Saat itu malam musim gugur yang gelap. Seorang bankir tua
berjalan mondar‑mandir di ruang
kerjanya terkenang pesta yang diselenggarakannya pada musim gugur lima
belas tahun silam. Banyak orang pandai yang hadir dan percakapan‑percakapan yang menarik di sana.
Di antara hal‑hal yang mereka perbincangkan adalah masalah hukuman mati. Para tamu,
tidak sedikit di antaranya adalah para sarjana dan jurnalis, sebagian
besar tidak setuju atas pelaksanaan hukuman tersebut. Mereka menganggap hal itu
sebagai suatu bentuk hukuman yang sudah kuno, tidak cocok untuk negara kristen
dan amoral. Sebagian dari mereka berpendapat bahwa hukuman mati hendaknya
diganti saja dengan hukuman penjara seumur hidup secara universal.

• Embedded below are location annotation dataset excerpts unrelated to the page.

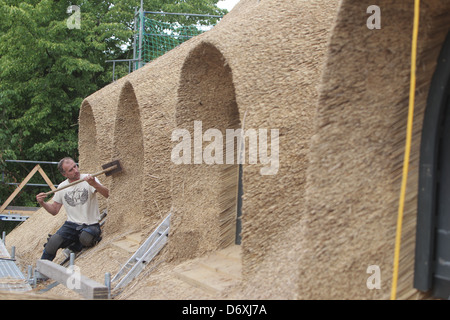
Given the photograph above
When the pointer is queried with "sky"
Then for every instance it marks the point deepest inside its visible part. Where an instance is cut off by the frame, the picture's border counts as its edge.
(227, 4)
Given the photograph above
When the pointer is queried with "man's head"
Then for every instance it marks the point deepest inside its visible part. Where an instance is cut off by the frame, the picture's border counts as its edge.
(69, 169)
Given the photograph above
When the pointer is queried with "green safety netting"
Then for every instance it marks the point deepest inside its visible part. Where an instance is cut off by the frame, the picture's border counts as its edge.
(160, 37)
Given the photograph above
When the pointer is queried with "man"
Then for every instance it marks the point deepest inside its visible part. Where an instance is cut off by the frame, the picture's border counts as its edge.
(82, 228)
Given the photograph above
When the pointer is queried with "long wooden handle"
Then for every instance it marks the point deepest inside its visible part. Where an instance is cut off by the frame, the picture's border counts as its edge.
(81, 180)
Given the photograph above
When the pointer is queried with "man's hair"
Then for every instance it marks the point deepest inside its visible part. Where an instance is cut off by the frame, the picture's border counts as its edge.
(61, 162)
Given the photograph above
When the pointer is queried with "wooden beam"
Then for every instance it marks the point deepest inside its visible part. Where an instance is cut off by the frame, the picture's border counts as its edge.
(24, 182)
(86, 287)
(19, 187)
(46, 178)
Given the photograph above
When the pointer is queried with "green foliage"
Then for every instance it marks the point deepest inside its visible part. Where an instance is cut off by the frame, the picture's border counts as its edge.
(47, 69)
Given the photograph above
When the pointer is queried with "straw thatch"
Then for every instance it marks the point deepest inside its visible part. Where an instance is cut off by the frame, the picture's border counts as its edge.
(357, 152)
(338, 94)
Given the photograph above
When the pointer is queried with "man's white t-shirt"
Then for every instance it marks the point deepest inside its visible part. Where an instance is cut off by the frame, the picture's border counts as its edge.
(80, 202)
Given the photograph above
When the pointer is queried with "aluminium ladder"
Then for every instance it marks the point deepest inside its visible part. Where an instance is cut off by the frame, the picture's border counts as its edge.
(146, 252)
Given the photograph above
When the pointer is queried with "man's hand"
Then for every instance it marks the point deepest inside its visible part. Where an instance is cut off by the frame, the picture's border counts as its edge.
(91, 180)
(41, 197)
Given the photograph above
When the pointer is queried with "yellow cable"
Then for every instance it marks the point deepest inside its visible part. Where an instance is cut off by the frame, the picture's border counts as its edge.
(407, 148)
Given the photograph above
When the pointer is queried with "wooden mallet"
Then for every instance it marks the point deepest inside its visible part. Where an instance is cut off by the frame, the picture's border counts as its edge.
(108, 169)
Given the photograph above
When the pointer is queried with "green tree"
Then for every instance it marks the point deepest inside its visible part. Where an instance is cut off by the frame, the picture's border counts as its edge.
(48, 67)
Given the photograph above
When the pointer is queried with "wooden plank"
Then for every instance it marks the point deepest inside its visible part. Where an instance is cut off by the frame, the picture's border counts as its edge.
(46, 178)
(86, 287)
(19, 187)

“Aku tak sependapat dengan kalian,” kata sang tuan rumah.
“Aku sendiri belum pernah mengalami hukuman mati atau penjara seumur hidup,
tapi bila kita boleh mengambil pertimbangan berdasarkan kenyataan yang
sebenarnya, menurut pendapatku hukuman mati lebih bermoral dan lebih manusiawi
daripada penjara. Eksekusi langsung membunuh, sedang penjara seumur hidup
membunuh perlahan‑lahan. Siapakah
algojo yang lebih manusiawi, orang yang membunuhmu dalam beberapa detik
ataukah seseorang yang mencabut nyawamu selama bertahun‑tahun?” “Keduanya sama‑sama amoral,” ujar seorang tamu, “karena
tujuan keduanya sama, mengambil kehidupan. Negara bukan Tuhan. Ia tak punya
hak untuk mengambil apa yang tak dapat diberikannya kembali.”

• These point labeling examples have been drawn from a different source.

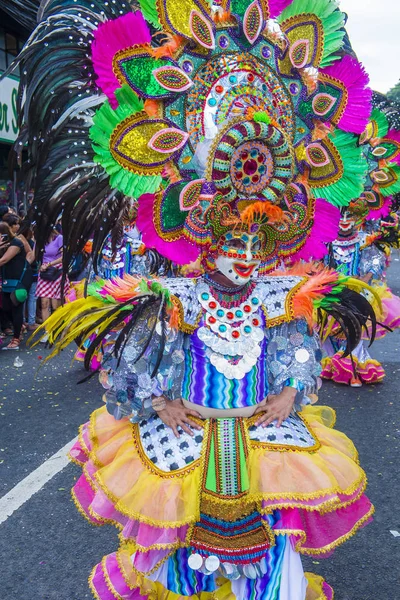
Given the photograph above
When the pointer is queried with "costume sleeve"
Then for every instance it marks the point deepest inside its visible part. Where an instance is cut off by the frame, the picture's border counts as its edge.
(293, 359)
(372, 260)
(130, 384)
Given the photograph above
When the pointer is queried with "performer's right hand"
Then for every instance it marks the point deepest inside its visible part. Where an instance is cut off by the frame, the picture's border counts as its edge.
(175, 415)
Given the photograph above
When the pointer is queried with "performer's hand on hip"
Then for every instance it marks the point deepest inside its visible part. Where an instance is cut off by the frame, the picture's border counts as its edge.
(175, 415)
(276, 407)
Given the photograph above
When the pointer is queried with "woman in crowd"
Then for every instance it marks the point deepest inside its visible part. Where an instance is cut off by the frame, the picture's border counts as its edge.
(26, 231)
(13, 221)
(16, 278)
(50, 275)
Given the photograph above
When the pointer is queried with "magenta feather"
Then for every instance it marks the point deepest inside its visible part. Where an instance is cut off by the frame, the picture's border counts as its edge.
(180, 251)
(382, 212)
(324, 230)
(109, 38)
(277, 6)
(359, 104)
(394, 135)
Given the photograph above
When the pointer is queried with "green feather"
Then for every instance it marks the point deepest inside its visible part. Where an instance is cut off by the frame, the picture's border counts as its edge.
(104, 122)
(381, 122)
(149, 10)
(262, 117)
(351, 184)
(332, 20)
(394, 171)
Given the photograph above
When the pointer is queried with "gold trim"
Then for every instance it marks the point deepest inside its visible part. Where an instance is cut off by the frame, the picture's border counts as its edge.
(329, 547)
(81, 510)
(289, 314)
(108, 581)
(182, 325)
(325, 80)
(120, 129)
(151, 466)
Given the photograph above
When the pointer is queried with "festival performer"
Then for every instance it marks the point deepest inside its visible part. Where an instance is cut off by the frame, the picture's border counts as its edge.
(360, 254)
(236, 127)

Di antara mereka terdapat seorang pengacara muda yang
berusia sekitar dua puluh lima tahun. Ketika dimintai pendapatnya, ia berkata:
“Hukuman mati dan penjara seumur hidup sama‑sama amoral, tapi kalau aku disuruh
memilih di antara keduanya, aku pasti memilih yang kedua. Bagaimanapun juga,
hidup lebih baik daripada tidak hidup sama sekali.”
Terjadilah perdebatan yang seru. Sang bankir yang saat itu
masih muda dan temperamental tiba‑tiba naik pitam, ia menggebrak meja dan berteriak kepada pengacara
muda tadi:
“Bohong! Aku berani bertaruh dua juta kau takkan betah
tinggal di sel walau hanya untuk lima tahun saja!”
“Kalau kau serius,” sahut sang pengacara, “aku bertaruh akan
bertahan bukan hanya selama lima, tapi lima belas tahun.”
“Lima belas tahun. Jadi!” seru sang bankir. “Tuan‑tuan, aku mempertaruhkan dua juta!”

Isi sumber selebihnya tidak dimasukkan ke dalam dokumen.